VictoriaMetrics was recommended to me by a contractor and I've been very happy with it as well. It does have an option to push in metrics, which I intend to use with transient environments like CI jobs and the like, though I haven't gotten there yet.
Yep, we used to use that in a few places. CI jobs, batch processes, etc. Prometheus has PushGateway which we also used before migrating to VM, but it had certain drawbacks (can't recall exactly what, sorry) that the new solution didn't.
Operational nightmare, expensive to run, various parts of the entirely-too-many moving pieces it contains broke all the time and the performance was…unimpressive.
I‘ve heard that some people manage to run this thing successfully, and power to them, but I want nothing more to do with it.
Just save yourself the pain and use Victoria Metrics. Added benefit: you get an implementation of a rate function that’s actually correct.
I have been running Mimir reasonably well. When it comes to performance, what exactly did you find unimpressive? Interested to know any pitfalls or pain points you have encountered so far?
I've had an interesting time transitioning our project from OpenCensus to OpenTelemetry now that the former is EOL'd.

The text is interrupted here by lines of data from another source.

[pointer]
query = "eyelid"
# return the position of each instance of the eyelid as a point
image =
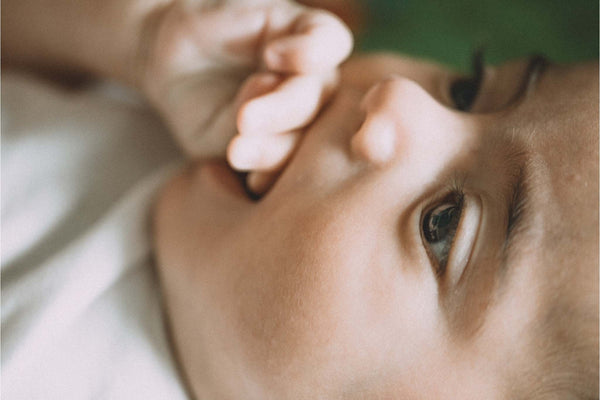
(464, 239)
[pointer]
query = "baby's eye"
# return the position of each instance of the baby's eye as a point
(463, 91)
(439, 228)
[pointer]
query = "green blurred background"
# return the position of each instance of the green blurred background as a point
(448, 31)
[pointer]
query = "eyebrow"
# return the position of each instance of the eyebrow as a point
(536, 66)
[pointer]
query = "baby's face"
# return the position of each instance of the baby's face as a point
(435, 270)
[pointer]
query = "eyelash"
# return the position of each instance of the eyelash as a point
(464, 91)
(455, 199)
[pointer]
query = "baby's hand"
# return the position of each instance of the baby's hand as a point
(267, 64)
(273, 111)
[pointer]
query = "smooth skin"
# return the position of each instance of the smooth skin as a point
(325, 288)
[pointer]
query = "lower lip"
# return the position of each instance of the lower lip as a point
(221, 178)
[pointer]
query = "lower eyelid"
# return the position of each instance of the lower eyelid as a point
(464, 240)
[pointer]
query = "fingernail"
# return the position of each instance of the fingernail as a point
(244, 155)
(274, 56)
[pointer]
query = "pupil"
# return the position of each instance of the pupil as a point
(440, 222)
(463, 93)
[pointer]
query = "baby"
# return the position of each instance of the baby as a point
(419, 235)
(409, 250)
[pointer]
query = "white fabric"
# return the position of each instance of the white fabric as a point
(81, 316)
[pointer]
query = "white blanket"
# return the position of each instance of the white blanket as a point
(81, 316)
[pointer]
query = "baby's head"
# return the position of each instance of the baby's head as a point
(408, 251)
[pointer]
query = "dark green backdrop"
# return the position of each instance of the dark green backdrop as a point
(447, 31)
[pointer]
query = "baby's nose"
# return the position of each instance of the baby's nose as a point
(400, 115)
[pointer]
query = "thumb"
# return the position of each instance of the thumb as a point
(319, 41)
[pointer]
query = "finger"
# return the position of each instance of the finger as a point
(257, 84)
(259, 182)
(291, 106)
(263, 153)
(320, 41)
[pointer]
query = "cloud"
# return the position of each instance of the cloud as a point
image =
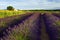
(30, 4)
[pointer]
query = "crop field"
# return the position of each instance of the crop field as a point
(29, 25)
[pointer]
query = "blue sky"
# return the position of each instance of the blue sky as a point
(30, 4)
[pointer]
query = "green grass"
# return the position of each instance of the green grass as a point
(6, 13)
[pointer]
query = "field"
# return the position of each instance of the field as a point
(29, 25)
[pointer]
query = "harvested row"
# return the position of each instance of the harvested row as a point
(52, 26)
(11, 24)
(27, 30)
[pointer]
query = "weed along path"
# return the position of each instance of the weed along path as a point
(5, 31)
(44, 35)
(31, 26)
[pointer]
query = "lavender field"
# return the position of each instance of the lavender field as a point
(31, 26)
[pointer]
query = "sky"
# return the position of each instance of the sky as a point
(30, 4)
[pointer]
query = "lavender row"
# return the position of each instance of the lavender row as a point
(52, 26)
(27, 30)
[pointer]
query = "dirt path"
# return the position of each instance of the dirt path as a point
(44, 35)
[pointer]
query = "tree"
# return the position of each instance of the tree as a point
(10, 8)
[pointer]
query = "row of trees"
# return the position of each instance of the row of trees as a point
(10, 8)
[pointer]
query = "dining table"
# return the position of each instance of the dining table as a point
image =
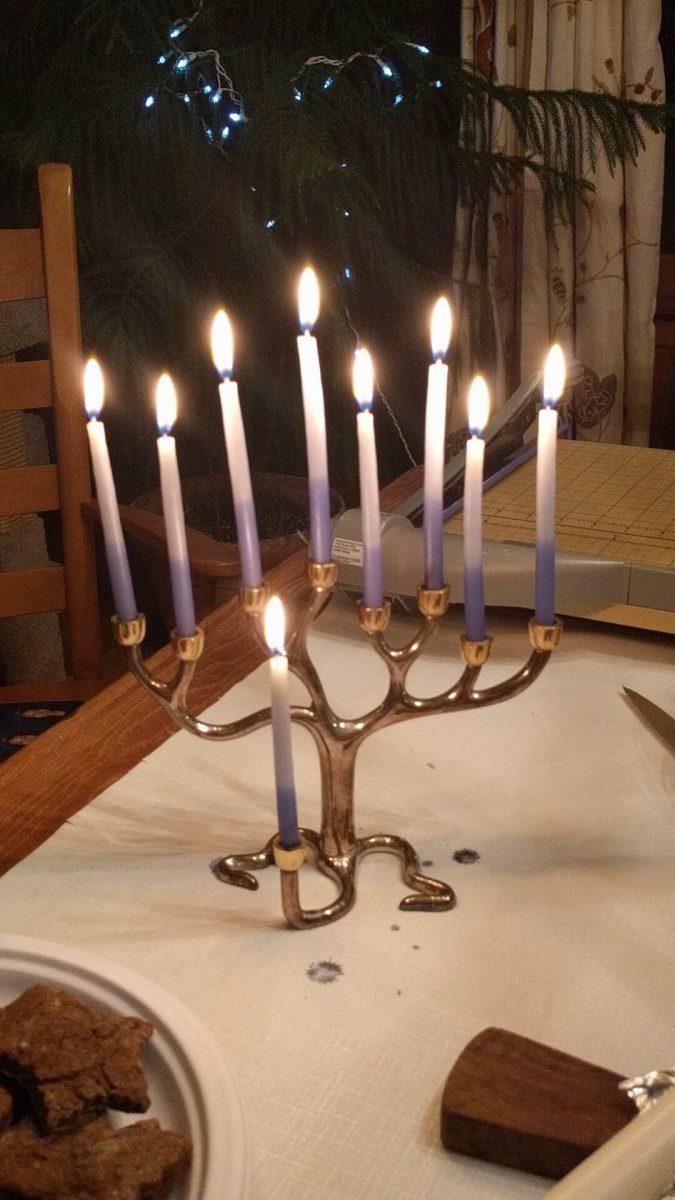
(551, 816)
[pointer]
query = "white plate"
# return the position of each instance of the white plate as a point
(190, 1081)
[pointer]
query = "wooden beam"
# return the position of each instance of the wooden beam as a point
(65, 768)
(25, 385)
(22, 276)
(41, 589)
(28, 490)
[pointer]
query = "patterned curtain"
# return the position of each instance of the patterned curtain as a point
(595, 288)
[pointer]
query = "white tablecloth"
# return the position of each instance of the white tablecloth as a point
(563, 929)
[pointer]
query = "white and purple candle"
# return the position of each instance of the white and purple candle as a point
(315, 419)
(363, 383)
(547, 438)
(473, 591)
(280, 703)
(113, 537)
(435, 444)
(172, 508)
(222, 349)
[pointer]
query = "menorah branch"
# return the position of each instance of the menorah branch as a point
(335, 850)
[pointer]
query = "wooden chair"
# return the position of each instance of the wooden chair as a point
(43, 263)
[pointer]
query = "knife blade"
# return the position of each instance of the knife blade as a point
(658, 720)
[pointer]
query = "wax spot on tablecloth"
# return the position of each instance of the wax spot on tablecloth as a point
(466, 856)
(324, 971)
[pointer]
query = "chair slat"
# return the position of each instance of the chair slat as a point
(28, 592)
(25, 385)
(22, 275)
(28, 490)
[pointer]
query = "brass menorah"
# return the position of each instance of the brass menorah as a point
(335, 849)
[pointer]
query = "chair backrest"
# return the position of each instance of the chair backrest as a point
(37, 263)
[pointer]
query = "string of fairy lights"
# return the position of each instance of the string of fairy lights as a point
(198, 78)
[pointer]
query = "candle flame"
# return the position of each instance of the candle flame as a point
(441, 328)
(363, 379)
(478, 406)
(222, 343)
(94, 388)
(308, 299)
(554, 375)
(275, 625)
(166, 403)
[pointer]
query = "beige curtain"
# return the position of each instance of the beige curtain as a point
(595, 289)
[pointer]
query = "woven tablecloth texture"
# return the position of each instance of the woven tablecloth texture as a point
(563, 929)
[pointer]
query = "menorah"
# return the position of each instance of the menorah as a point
(335, 847)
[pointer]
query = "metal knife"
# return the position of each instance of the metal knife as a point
(658, 720)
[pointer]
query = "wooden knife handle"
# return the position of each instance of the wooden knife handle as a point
(521, 1104)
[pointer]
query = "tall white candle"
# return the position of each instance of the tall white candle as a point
(473, 593)
(547, 438)
(280, 705)
(172, 507)
(435, 444)
(363, 385)
(315, 419)
(637, 1164)
(115, 550)
(222, 348)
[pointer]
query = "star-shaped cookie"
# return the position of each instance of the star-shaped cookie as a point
(141, 1162)
(73, 1061)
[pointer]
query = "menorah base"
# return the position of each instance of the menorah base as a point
(429, 894)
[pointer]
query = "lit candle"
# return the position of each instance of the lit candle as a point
(115, 550)
(222, 348)
(547, 436)
(315, 420)
(172, 507)
(435, 444)
(363, 384)
(637, 1164)
(286, 807)
(473, 595)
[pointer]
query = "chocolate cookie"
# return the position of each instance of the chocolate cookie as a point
(73, 1061)
(141, 1162)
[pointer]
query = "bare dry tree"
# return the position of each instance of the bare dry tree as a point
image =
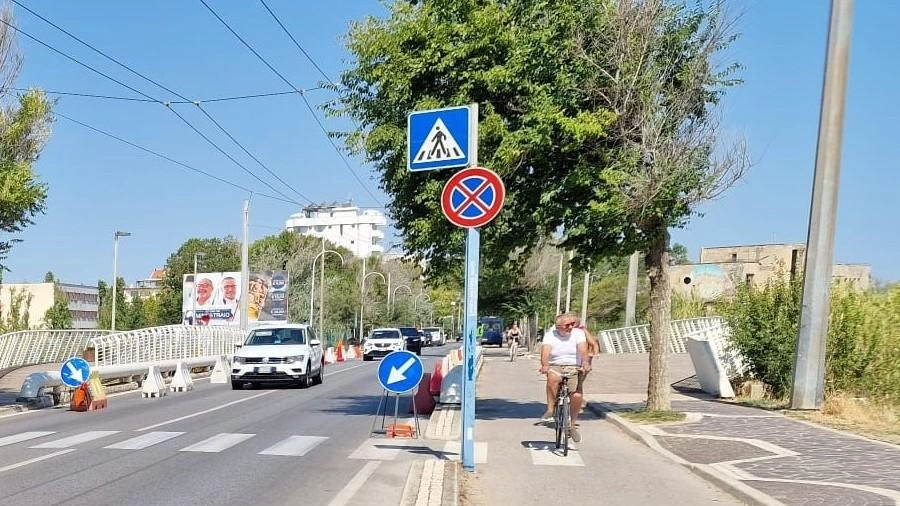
(656, 69)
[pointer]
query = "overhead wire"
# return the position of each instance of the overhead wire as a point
(203, 101)
(167, 158)
(167, 104)
(302, 97)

We use the otel stackdriver output. Anyone have a refernce comparison between GCP cloud metrics vs. a prometheus monitoring stack?
I did use stackdriver for quite a while before I moved to Mimir. TBH its great that you are still sticking to opentelemetry. Stackdriver as metric storage is not even a wise option in todays world give there are some really good TSDB providers SaaS or otherwise that would do a much better job.
I moved away because of 2 primary reasons
1. The cost of stackdriver can add up with large-scale deployments or high-frequency metrics. It's essential to monitor and control usage to avoid unexpected billing.
2. I have experienced delays in metric updates, specifically at high frequency data. While the delays are usually minimal, they may not be ideal for some real-time monitoring use cases. FYI GCP on its own resources makes metrics available after 210s so you are always behind.
Going the TSDB route to reliably run storage has worked for me.
Prometheus was known as a monitoring system, which promotes pull model over push model for metrics' collection. E.g. it is configured to discover scrape targets and then to scrape metrics from them at regular intervals - https://www.robustperception.io/its-easy-to-convert-pull-to-... .
It is interesting to see whether Prometheus will be transformed to multi-model (pull+push) monitoring system after the addition of Opentelemetry protocol.
P.S. VictoriaMetrics, the Prometheus-like monitoring system I work on, also gained support for OpenTelemetry data ingestion in the release v1.92.0. https://docs.victoriametrics.com/CHANGELOG.html
I’d be happy to answer any questions you have.